SUBROUTINE MB04VD( MODE, JOBQ, JOBZ, M, N, RANKE, A, LDA, E, LDE,
$ Q, LDQ, Z, LDZ, ISTAIR, NBLCKS, NBLCKI, IMUK,
$ INUK, IMUK0, MNEI, TOL, IWORK, INFO )
C
C PURPOSE
C
C To compute orthogonal transformations Q and Z such that the
C transformed pencil Q'(sE-A)Z is in upper block triangular form,
C where E is an M-by-N matrix in column echelon form (see SLICOT
C Library routine MB04UD) and A is an M-by-N matrix.
C
C If MODE = 'B', then the matrices A and E are transformed into the
C following generalized Schur form by unitary transformations Q1
C and Z1 :
C
C | sE(eps,inf)-A(eps,inf) | X |
C Q1'(sE-A)Z1 = |------------------------|------------|. (1)
C | O | sE(r)-A(r) |
C
C The pencil sE(eps,inf)-A(eps,inf) is in staircase form, and it
C contains all Kronecker column indices and infinite elementary
C divisors of the pencil sE-A. The pencil sE(r)-A(r) contains all
C Kronecker row indices and elementary divisors of sE-A.
C Note: X is a pencil.
C
C If MODE = 'T', then the submatrices having full row and column
C rank in the pencil sE(eps,inf)-A(eps,inf) in (1) are
C triangularized by applying unitary transformations Q2 and Z2 to
C Q1'*(sE-A)*Z1.
C
C If MODE = 'S', then the pencil sE(eps,inf)-A(eps,inf) in (1) is
C separated into sE(eps)-A(eps) and sE(inf)-A(inf) by applying
C unitary transformations Q3 and Z3 to Q2'*Q1'*(sE-A)*Z1*Z2.
C
C This gives
C
C | sE(eps)-A(eps) | X | X |
C |----------------|----------------|------------|
C | O | sE(inf)-A(inf) | X |
C Q'(sE-A)Z =|=================================|============| (2)
C | | |
C | O | sE(r)-A(r) |
C
C where Q = Q1*Q2*Q3 and Z = Z1*Z2*Z3.
C Note: the pencil sE(r)-A(r) is not reduced further.
C
C ARGUMENTS
C
C Mode Parameters
C
C MODE CHARACTER*1
C Specifies the desired structure of the transformed
C pencil Q'(sE-A)Z to be computed as follows:
C = 'B': Basic reduction given by (1);
C = 'T': Further reduction of (1) to triangular form;
C = 'S': Further separation of sE(eps,inf)-A(eps,inf)
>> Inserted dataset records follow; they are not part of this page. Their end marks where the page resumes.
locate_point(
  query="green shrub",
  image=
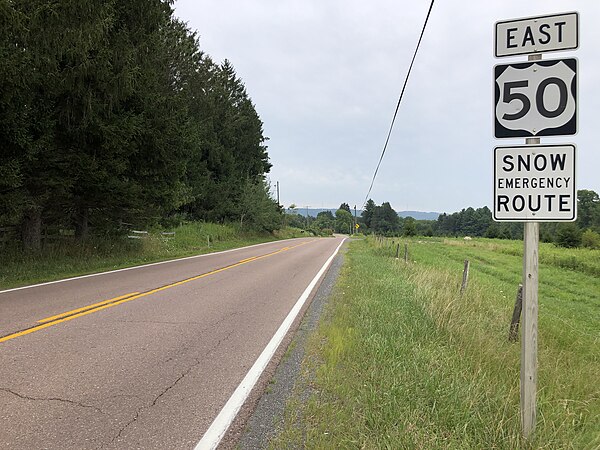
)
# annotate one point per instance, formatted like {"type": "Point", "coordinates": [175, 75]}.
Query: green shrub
{"type": "Point", "coordinates": [590, 239]}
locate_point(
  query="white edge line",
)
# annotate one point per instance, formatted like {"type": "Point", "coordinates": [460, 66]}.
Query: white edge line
{"type": "Point", "coordinates": [142, 266]}
{"type": "Point", "coordinates": [222, 422]}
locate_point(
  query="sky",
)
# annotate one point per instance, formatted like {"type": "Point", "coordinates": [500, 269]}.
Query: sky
{"type": "Point", "coordinates": [325, 77]}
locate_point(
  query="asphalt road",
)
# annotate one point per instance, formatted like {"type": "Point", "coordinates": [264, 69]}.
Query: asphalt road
{"type": "Point", "coordinates": [154, 361]}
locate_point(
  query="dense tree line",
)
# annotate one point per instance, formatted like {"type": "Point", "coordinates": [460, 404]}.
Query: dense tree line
{"type": "Point", "coordinates": [110, 112]}
{"type": "Point", "coordinates": [478, 222]}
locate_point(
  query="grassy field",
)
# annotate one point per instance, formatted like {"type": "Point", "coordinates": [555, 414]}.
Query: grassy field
{"type": "Point", "coordinates": [67, 258]}
{"type": "Point", "coordinates": [403, 361]}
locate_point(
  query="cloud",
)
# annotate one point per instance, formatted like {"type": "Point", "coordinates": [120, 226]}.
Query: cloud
{"type": "Point", "coordinates": [325, 78]}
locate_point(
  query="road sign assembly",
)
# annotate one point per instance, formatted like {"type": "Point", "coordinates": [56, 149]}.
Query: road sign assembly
{"type": "Point", "coordinates": [535, 183]}
{"type": "Point", "coordinates": [536, 98]}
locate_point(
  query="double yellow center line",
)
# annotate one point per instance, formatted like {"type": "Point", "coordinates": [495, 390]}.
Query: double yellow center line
{"type": "Point", "coordinates": [89, 309]}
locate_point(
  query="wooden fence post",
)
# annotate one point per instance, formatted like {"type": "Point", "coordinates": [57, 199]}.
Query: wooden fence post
{"type": "Point", "coordinates": [513, 333]}
{"type": "Point", "coordinates": [463, 286]}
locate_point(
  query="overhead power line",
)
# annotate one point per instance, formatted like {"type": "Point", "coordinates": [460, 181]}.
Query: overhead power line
{"type": "Point", "coordinates": [398, 105]}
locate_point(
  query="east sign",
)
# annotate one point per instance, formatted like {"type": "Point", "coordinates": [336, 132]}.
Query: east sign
{"type": "Point", "coordinates": [535, 183]}
{"type": "Point", "coordinates": [537, 34]}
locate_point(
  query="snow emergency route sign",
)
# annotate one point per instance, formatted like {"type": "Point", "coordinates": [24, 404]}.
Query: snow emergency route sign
{"type": "Point", "coordinates": [535, 183]}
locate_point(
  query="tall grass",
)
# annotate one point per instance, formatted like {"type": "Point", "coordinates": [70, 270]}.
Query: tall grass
{"type": "Point", "coordinates": [402, 360]}
{"type": "Point", "coordinates": [67, 257]}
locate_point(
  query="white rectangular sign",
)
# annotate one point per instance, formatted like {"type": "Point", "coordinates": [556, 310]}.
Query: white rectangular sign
{"type": "Point", "coordinates": [535, 183]}
{"type": "Point", "coordinates": [537, 34]}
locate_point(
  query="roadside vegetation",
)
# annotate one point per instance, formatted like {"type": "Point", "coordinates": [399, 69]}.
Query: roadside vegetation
{"type": "Point", "coordinates": [402, 360]}
{"type": "Point", "coordinates": [67, 257]}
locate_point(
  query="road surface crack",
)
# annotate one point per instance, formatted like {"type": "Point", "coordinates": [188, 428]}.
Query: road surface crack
{"type": "Point", "coordinates": [50, 399]}
{"type": "Point", "coordinates": [167, 389]}
{"type": "Point", "coordinates": [154, 402]}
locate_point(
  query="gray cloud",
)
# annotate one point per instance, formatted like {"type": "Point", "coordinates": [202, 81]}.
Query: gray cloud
{"type": "Point", "coordinates": [325, 78]}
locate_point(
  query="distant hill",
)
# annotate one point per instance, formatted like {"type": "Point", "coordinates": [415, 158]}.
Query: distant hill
{"type": "Point", "coordinates": [418, 215]}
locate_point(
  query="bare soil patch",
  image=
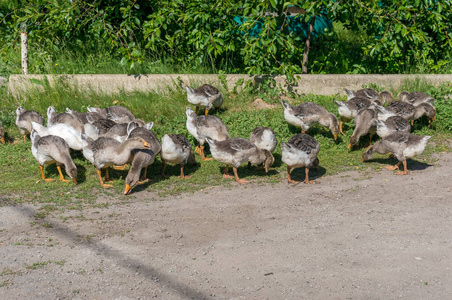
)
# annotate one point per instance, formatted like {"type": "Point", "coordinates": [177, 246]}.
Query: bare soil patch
{"type": "Point", "coordinates": [356, 235]}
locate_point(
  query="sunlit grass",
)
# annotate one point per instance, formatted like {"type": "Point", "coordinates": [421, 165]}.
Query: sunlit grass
{"type": "Point", "coordinates": [20, 176]}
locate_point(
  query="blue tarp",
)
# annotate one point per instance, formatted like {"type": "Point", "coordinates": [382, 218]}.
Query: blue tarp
{"type": "Point", "coordinates": [294, 25]}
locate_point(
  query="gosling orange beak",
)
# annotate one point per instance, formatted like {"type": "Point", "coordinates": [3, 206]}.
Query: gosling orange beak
{"type": "Point", "coordinates": [127, 189]}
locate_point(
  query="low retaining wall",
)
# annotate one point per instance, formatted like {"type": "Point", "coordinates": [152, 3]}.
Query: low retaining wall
{"type": "Point", "coordinates": [307, 84]}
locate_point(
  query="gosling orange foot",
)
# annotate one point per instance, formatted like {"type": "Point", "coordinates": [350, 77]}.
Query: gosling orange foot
{"type": "Point", "coordinates": [143, 181]}
{"type": "Point", "coordinates": [236, 176]}
{"type": "Point", "coordinates": [242, 181]}
{"type": "Point", "coordinates": [401, 173]}
{"type": "Point", "coordinates": [391, 168]}
{"type": "Point", "coordinates": [226, 174]}
{"type": "Point", "coordinates": [120, 168]}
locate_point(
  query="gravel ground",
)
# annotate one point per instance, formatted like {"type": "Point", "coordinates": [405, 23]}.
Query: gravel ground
{"type": "Point", "coordinates": [356, 235]}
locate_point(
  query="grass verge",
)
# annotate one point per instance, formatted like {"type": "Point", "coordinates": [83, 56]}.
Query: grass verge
{"type": "Point", "coordinates": [20, 180]}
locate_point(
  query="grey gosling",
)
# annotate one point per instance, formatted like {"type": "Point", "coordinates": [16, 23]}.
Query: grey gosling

C in (1) into the two pencils in (2).
C
C JOBQ CHARACTER*1
C Indicates whether the user wishes to accumulate in a
C matrix Q the orthogonal row transformations, as follows:
C = 'N': Do not form Q;
C = 'I': Q is initialized to the unit matrix and the
C orthogonal transformation matrix Q is returned;
C = 'U': The given matrix Q is updated by the orthogonal
C row transformations used in the reduction.
C
C JOBZ CHARACTER*1
C Indicates whether the user wishes to accumulate in a
C matrix Z the orthogonal column transformations, as
C follows:
C = 'N': Do not form Z;
C = 'I': Z is initialized to the unit matrix and the
C orthogonal transformation matrix Z is returned;
C = 'U': The given matrix Z is updated by the orthogonal
C transformations used in the reduction.
C
C Input/Output Parameters
C
C M (input) INTEGER
C The number of rows in the matrices A, E and the order of
C the matrix Q. M >= 0.
C
C N (input) INTEGER
C The number of columns in the matrices A, E and the order
C of the matrix Z. N >= 0.
C
C RANKE (input) INTEGER
C The rank of the matrix E in column echelon form.
C RANKE >= 0.
C
C A (input/output) DOUBLE PRECISION array, dimension (LDA,N)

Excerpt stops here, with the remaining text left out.